Hi there,
I am attempting to create an Origin-Destination (OD) travel cost matrix from a road network and set of locations using Spatialite. Building on Steven Woodbridge's posts I found that using a CROSS JOIN coupled with the Connection Cost mode of the virtual network tables was the most efficient approach.
When I ran the SQL on the same network but with a larger number of locations (4000 as opposed to 300), both Spatialite GUI and the CLI tool crashed almost immediately, with no error message. This was running with a default configuration, and looking into some of the settings, I tested journal_mode=OFF and cache_size=1000000 without any difference.
The problem was originally encountered with a commercial dataset,
but I have worked up an Ordnance Survey open data based network
sample that demonstrates the same issue. This data can be
downloaded here (OSOpenRoads_SU_NET.zip
- ~20Mb)
ITN_RoadLinks is the road network, with ITN_RoadLinks_net being
the spatialite network virtual table, and ITN_RoadLinks_Net_data
the underlying data. SamplePoints contains a set of roughly 4000
nodes randomly sampled from the network that are used as the OD
locations.
The query that results in a crash is as follows:
SELECT d.OrigSampleID 'OrigSampleID', s.SampleID 'DestSampleID', d.Cost FROM (SELECT SampleID 'OrigSampleID', NodeFrom, NodeTo, Cost FROM SamplePoints CROSS JOIN ITN_RoadLinks_net WHERE NodeFrom = NodeID and Cost <= 100000000) as d INNER JOIN SamplePoints AS s ON s.NodeID = d.NodeTo WHERE s.NodeID <> d.NodeFrom;
I set the Cost threshold to be very large to ensure that costs to all the other nodes in the network are returned. As an aside, it would be much neater if the Cost clause could be omitted altogether to achieve this.
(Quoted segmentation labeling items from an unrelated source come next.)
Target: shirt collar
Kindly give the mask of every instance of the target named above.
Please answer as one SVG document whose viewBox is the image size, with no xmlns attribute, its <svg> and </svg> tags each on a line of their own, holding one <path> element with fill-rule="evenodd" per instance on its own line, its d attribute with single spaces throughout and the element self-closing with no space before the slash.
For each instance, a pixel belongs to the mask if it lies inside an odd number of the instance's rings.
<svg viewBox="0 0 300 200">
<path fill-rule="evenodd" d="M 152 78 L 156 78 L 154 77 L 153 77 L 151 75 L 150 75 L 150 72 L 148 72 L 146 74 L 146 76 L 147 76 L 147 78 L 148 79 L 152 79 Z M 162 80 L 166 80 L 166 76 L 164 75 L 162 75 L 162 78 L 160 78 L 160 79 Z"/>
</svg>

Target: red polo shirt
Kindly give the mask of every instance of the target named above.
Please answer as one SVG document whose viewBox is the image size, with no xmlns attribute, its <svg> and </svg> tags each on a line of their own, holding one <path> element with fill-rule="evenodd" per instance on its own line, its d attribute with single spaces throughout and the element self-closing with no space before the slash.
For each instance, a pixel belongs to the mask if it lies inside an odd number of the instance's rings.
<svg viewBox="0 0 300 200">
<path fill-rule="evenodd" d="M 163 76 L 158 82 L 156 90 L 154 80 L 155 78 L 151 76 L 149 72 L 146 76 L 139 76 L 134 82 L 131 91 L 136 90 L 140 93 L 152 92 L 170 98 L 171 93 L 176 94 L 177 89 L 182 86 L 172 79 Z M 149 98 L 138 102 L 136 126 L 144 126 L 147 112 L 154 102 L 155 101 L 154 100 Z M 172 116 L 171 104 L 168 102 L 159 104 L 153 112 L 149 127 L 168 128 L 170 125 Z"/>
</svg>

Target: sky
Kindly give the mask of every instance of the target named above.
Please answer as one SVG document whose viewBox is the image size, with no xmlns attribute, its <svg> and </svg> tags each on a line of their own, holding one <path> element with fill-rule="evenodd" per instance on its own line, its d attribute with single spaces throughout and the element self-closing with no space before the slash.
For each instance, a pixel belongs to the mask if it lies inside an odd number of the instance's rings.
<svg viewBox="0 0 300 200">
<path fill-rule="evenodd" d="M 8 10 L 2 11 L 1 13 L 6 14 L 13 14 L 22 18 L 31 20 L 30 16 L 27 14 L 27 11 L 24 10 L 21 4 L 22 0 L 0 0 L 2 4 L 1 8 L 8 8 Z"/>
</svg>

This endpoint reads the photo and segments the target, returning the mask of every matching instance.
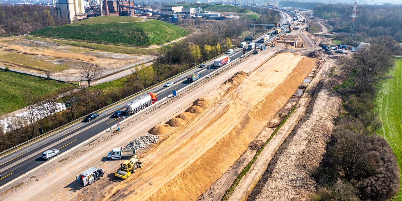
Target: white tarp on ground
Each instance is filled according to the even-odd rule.
[[[47,109],[44,110],[43,107]],[[54,111],[53,108],[54,108]],[[37,121],[47,117],[46,111],[53,111],[51,112],[51,114],[49,114],[53,115],[55,113],[57,113],[65,109],[65,105],[56,102],[47,103],[43,106],[37,106],[33,110],[33,121]],[[0,119],[0,132],[6,133],[12,129],[31,124],[32,118],[30,116],[29,112],[25,111],[17,114],[13,117]]]

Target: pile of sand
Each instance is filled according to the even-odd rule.
[[[191,120],[191,119],[193,119],[193,117],[194,117],[195,116],[195,114],[194,114],[194,113],[185,112],[177,115],[176,117],[182,119],[183,120],[186,121],[188,121]]]
[[[172,127],[178,127],[181,126],[186,123],[186,122],[181,118],[174,117],[166,122],[166,124],[169,125]]]
[[[186,112],[194,113],[195,114],[199,114],[203,111],[204,109],[203,108],[198,105],[192,105],[186,110]]]
[[[200,98],[193,102],[193,105],[187,108],[186,111],[169,120],[166,122],[166,124],[155,126],[148,132],[153,135],[164,135],[169,131],[169,127],[182,126],[208,107],[209,103],[206,99]]]

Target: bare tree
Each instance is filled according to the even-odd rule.
[[[56,102],[57,100],[57,94],[50,94],[46,95],[38,103],[38,106],[46,116],[49,117],[50,119],[49,124],[51,125],[52,122],[55,121],[56,113],[57,113],[57,105],[58,104]]]
[[[371,86],[389,78],[389,72],[394,65],[392,57],[387,47],[374,44],[354,54],[345,64],[355,74],[358,86]]]
[[[29,92],[27,90],[24,92],[24,103],[27,105],[25,108],[28,113],[28,116],[27,117],[28,121],[30,123],[31,128],[29,135],[31,137],[35,137],[36,132],[37,123],[36,121],[38,120],[38,115],[39,111],[36,107],[40,101],[39,98]]]
[[[103,69],[92,64],[83,64],[80,68],[80,78],[88,82],[88,87],[91,86],[91,81],[100,76],[103,73]]]
[[[70,111],[72,120],[76,119],[76,113],[81,104],[80,97],[73,87],[64,87],[57,90],[62,97],[60,99],[66,104],[66,108]]]
[[[46,78],[47,78],[48,80],[50,79],[50,76],[51,75],[51,72],[50,71],[46,71],[45,73],[45,74],[46,76]]]

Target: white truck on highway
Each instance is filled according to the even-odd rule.
[[[255,48],[255,43],[253,43],[248,44],[248,49],[252,49]]]
[[[105,170],[103,169],[92,167],[81,173],[81,174],[77,175],[76,181],[77,183],[80,182],[83,186],[85,186],[92,184],[99,177],[103,177],[104,174]]]
[[[137,100],[130,102],[127,106],[127,112],[133,114],[137,113],[139,111],[151,105],[156,102],[158,96],[155,93],[148,93],[146,95],[144,95]]]
[[[123,150],[121,147],[114,148],[107,153],[107,160],[117,159],[122,158],[130,158],[135,155],[135,150]]]

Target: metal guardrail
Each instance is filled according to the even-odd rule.
[[[267,32],[269,32],[271,30],[271,29],[270,29],[270,30],[267,31]],[[261,35],[260,37],[261,36],[264,35],[265,34],[265,33]],[[266,43],[267,42],[266,42],[265,43]],[[264,43],[262,43],[262,44],[263,44]],[[245,54],[245,57],[243,57],[243,58],[245,58],[246,56],[248,56],[249,54],[252,53],[252,52],[253,52],[252,50],[250,50],[248,53],[246,54]],[[212,59],[209,59],[209,60],[208,61],[207,61],[206,62],[203,62],[203,63],[207,63],[207,62],[210,62],[211,61],[213,61],[213,60],[215,59],[216,59],[217,58],[218,58],[218,57],[222,56],[222,55],[224,55],[225,54],[225,53],[224,53],[223,54],[221,54],[218,55],[218,56],[217,56],[216,57],[215,57],[213,58]],[[236,64],[238,62],[239,62],[240,61],[241,61],[242,60],[242,59],[240,59],[239,61],[238,61],[237,62],[235,62],[234,64]],[[233,65],[234,65],[234,64],[232,64],[230,66],[232,66]],[[178,76],[183,75],[183,74],[187,73],[189,71],[191,71],[191,70],[194,70],[194,69],[195,69],[196,68],[198,68],[198,67],[199,66],[199,64],[196,65],[196,66],[194,66],[194,67],[193,67],[192,68],[190,68],[190,69],[188,69],[188,70],[185,70],[185,71],[183,71],[183,72],[182,72],[181,73],[180,73],[180,74],[178,74],[174,75],[174,76],[170,77],[170,78],[168,78],[164,80],[163,81],[161,81],[161,82],[158,82],[158,83],[157,84],[154,84],[154,85],[152,85],[152,86],[148,87],[148,88],[146,88],[146,89],[144,89],[144,90],[141,90],[140,91],[139,91],[138,92],[137,92],[137,93],[135,93],[135,94],[133,94],[132,95],[129,96],[127,96],[127,97],[125,97],[125,98],[123,98],[123,99],[122,99],[121,100],[118,100],[118,101],[116,101],[116,102],[115,102],[115,103],[113,103],[110,104],[110,105],[108,105],[105,106],[105,107],[103,107],[103,108],[101,108],[101,109],[98,110],[96,110],[96,111],[93,111],[93,112],[92,112],[91,113],[98,113],[98,112],[101,111],[102,111],[103,110],[107,109],[108,108],[111,107],[112,107],[114,106],[115,105],[117,104],[118,104],[119,103],[120,103],[120,102],[123,102],[123,101],[125,101],[125,100],[126,100],[126,99],[129,99],[129,98],[132,97],[133,96],[136,96],[136,95],[138,95],[139,94],[141,94],[141,93],[144,92],[145,91],[147,91],[148,90],[149,90],[150,89],[152,89],[152,88],[153,88],[154,87],[157,86],[158,86],[159,85],[160,85],[160,84],[163,84],[163,83],[164,83],[166,81],[168,81],[168,80],[171,80],[172,79],[173,79],[173,78],[175,78],[176,77],[177,77]],[[229,69],[229,68],[225,68],[223,70],[221,70],[221,71],[219,71],[219,72],[218,72],[217,73],[219,73],[220,72],[222,72],[223,70],[224,70],[225,69]],[[216,73],[215,74],[214,74],[214,75],[216,75]],[[204,82],[204,81],[201,82]],[[79,87],[78,88],[79,88]],[[180,93],[179,95],[180,95],[180,94],[183,94],[183,93],[187,91],[189,89],[191,89],[191,88],[192,88],[192,87],[189,88],[188,89],[187,89],[187,90],[185,90],[185,91],[183,92],[182,92],[181,93]],[[160,105],[159,105],[158,107],[156,107],[155,108],[154,108],[154,109],[153,109],[150,110],[150,111],[148,111],[148,112],[146,113],[149,113],[149,112],[150,112],[151,111],[152,111],[153,110],[154,110],[154,109],[156,109],[156,108],[159,108],[161,105],[163,105],[164,104],[166,103],[167,103],[167,102],[169,102],[169,100],[168,100],[166,102],[164,103],[163,103],[161,104]],[[85,115],[84,116],[82,116],[82,117],[80,117],[77,118],[75,120],[74,120],[74,121],[72,121],[69,122],[69,123],[66,123],[66,124],[65,124],[64,125],[62,125],[59,126],[59,127],[57,127],[57,128],[55,128],[54,129],[52,129],[51,130],[50,130],[50,131],[47,131],[46,133],[44,133],[43,135],[38,135],[38,136],[37,136],[37,137],[34,137],[33,138],[32,138],[32,139],[29,139],[29,140],[28,140],[27,141],[25,142],[23,142],[22,143],[21,143],[21,144],[18,144],[18,145],[16,145],[16,146],[14,146],[13,147],[12,147],[11,148],[8,149],[7,149],[6,150],[5,150],[3,151],[2,152],[0,152],[0,155],[1,155],[1,154],[4,154],[4,153],[6,153],[6,152],[8,152],[9,151],[10,151],[11,150],[12,150],[13,149],[15,149],[15,148],[17,148],[18,147],[19,147],[20,146],[21,146],[22,145],[24,145],[25,144],[26,144],[27,143],[29,143],[29,142],[32,142],[32,141],[34,140],[35,140],[35,139],[38,139],[38,138],[39,138],[39,137],[43,137],[43,136],[47,135],[48,135],[49,134],[50,134],[50,133],[52,133],[53,132],[56,131],[57,130],[58,130],[58,129],[61,129],[62,128],[63,128],[63,127],[64,127],[65,126],[66,126],[68,125],[70,125],[71,124],[74,123],[76,123],[77,121],[80,121],[82,118],[85,118],[87,115],[88,115],[88,114],[86,115]]]

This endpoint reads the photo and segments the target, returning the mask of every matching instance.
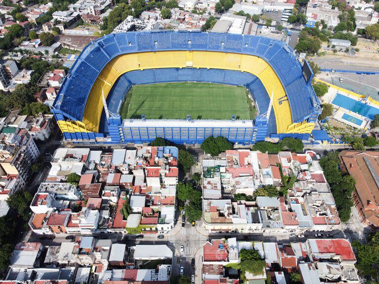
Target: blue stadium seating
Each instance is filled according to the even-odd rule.
[[[57,96],[54,107],[66,117],[81,120],[91,86],[110,60],[120,54],[127,53],[163,50],[233,52],[261,57],[271,66],[281,80],[287,95],[294,122],[303,121],[311,114],[319,111],[319,102],[311,86],[306,85],[302,73],[301,64],[283,42],[253,36],[173,31],[111,34],[91,42],[82,51],[79,59],[72,67],[69,78],[65,80]],[[225,84],[247,85],[254,80],[254,78],[251,78],[249,80],[248,75],[245,77],[246,74],[241,72],[228,72],[227,76],[226,71],[218,73],[220,71],[205,72],[194,70],[177,70],[168,74],[162,74],[159,71],[146,70],[144,76],[130,72],[119,82],[125,82],[124,80],[128,78],[133,84],[147,84],[152,82],[152,78],[158,82],[174,81],[180,78],[180,80],[185,78],[194,81],[205,79]],[[152,77],[146,77],[149,76]],[[231,79],[228,80],[228,77]],[[268,106],[269,100],[266,94],[258,90],[258,81],[251,84],[249,89],[257,98],[262,111]],[[128,83],[124,85],[127,89]],[[120,91],[120,88],[117,86],[116,88],[115,86],[114,90],[117,91],[114,92],[122,97],[123,92]],[[114,99],[116,100],[117,98],[114,97]],[[118,107],[116,102],[111,102],[110,106],[114,110]],[[268,122],[267,127],[273,129],[274,125],[274,120]]]

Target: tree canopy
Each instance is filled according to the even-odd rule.
[[[325,119],[333,114],[333,105],[331,104],[324,104],[322,105],[322,111],[319,116],[320,119]]]
[[[160,15],[163,19],[170,19],[171,17],[171,11],[168,8],[163,8],[160,10]]]
[[[356,240],[351,245],[356,251],[355,266],[359,274],[368,280],[379,281],[379,232],[371,235],[366,244]]]
[[[154,147],[162,147],[163,146],[169,146],[170,145],[171,145],[171,142],[168,140],[161,137],[157,137],[150,142],[150,145]]]
[[[50,46],[54,43],[54,35],[50,33],[43,32],[39,35],[41,42],[45,46]]]
[[[262,153],[267,152],[268,154],[277,154],[283,150],[300,153],[304,149],[304,144],[299,138],[286,138],[277,143],[260,141],[254,144],[252,149],[253,151],[258,150]]]
[[[30,217],[29,206],[33,199],[33,196],[28,191],[21,190],[9,196],[6,203],[17,212],[19,217],[26,221]]]
[[[188,173],[191,169],[191,167],[195,164],[193,155],[186,150],[179,150],[178,160],[179,168],[185,173]]]
[[[323,83],[315,83],[312,84],[312,85],[314,89],[314,92],[316,93],[317,97],[322,97],[328,93],[328,90],[329,89],[328,85]]]
[[[213,136],[209,136],[203,141],[200,148],[207,154],[215,156],[227,150],[232,149],[233,143],[222,136],[216,138]]]
[[[352,194],[355,190],[355,181],[349,175],[344,175],[340,169],[338,152],[330,152],[320,160],[324,175],[329,183],[334,197],[340,218],[342,222],[350,218],[353,203]]]

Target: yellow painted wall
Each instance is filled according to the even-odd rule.
[[[277,133],[297,131],[298,127],[292,125],[288,101],[284,101],[281,105],[278,103],[279,98],[286,96],[281,83],[273,70],[263,59],[246,54],[196,51],[143,52],[121,55],[113,59],[101,72],[87,100],[83,116],[83,123],[87,130],[98,132],[103,107],[102,88],[106,98],[113,85],[121,74],[134,70],[187,66],[236,70],[255,75],[262,81],[270,96],[273,88],[273,108]]]

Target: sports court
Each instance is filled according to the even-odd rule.
[[[246,89],[207,83],[137,85],[126,95],[123,119],[250,119]],[[211,126],[210,125],[210,127]]]

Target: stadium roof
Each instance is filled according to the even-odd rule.
[[[253,55],[263,59],[276,73],[277,78],[275,80],[279,80],[282,85],[265,86],[266,89],[269,87],[270,93],[272,87],[275,89],[276,97],[273,109],[275,115],[282,116],[277,123],[283,124],[283,120],[285,120],[285,125],[277,126],[281,131],[287,131],[287,127],[292,123],[302,122],[312,113],[319,112],[319,101],[311,85],[305,82],[301,64],[283,42],[262,36],[187,31],[112,34],[92,42],[82,51],[65,79],[54,102],[53,111],[74,121],[83,122],[87,129],[89,127],[89,130],[98,131],[101,115],[99,110],[102,109],[101,91],[98,95],[95,91],[96,99],[91,100],[91,107],[94,104],[98,110],[91,108],[90,111],[88,108],[85,115],[85,110],[89,98],[93,96],[89,96],[92,87],[102,71],[106,69],[107,65],[120,55],[165,50],[218,51],[227,54]],[[162,66],[168,67],[164,64]],[[216,68],[232,68],[228,66]],[[241,67],[238,68],[244,71]],[[262,71],[259,72],[263,72]],[[282,87],[286,95],[284,98],[280,94]],[[105,95],[107,95],[109,89],[106,91]],[[288,109],[285,114],[280,113],[279,109],[275,110],[275,107],[282,109],[288,104],[290,110]],[[62,118],[60,117],[59,119]]]

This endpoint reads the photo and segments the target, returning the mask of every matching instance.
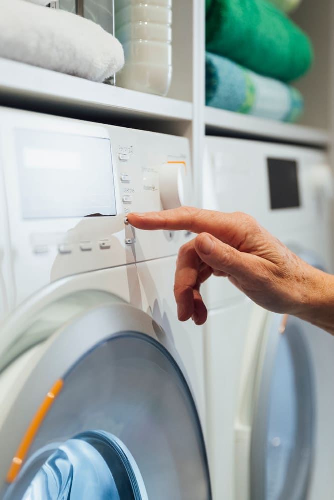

Running a single or small selection of locations completes, with
the maximum number of locations that can be processed without
crashing being about 10. This number doesn't seem to be affected
by the amount of RAM.
SELECT d.OrigSampleID 'OrigSampleID', s.SampleID 'DestSampleID', d.Cost FROM (SELECT SampleID 'OrigSampleID', NodeFrom, NodeTo, Cost FROM SamplePoints CROSS JOIN ITN_RoadLinks_net WHERE NodeFrom = NodeID and Cost <= 100000000 AND SampleID BETWEEN 1 AND 1) as d INNER JOIN SamplePoints AS s ON s.NodeID = d.NodeTo WHERE s.NodeID <> d.NodeFrom;
I have seen the same behaviour (crashing) on Windows 7 (64 bit) and 8 (64 bit), using Spatialite 4.3 and 4.4
Bizarrely, though probably unrelated, the query below, basically
identical to the one above, takes orders of magnitude longer to
run. I'm guessing that it is query optimiser related, and I'd be
interested to know how to explain this behaviour.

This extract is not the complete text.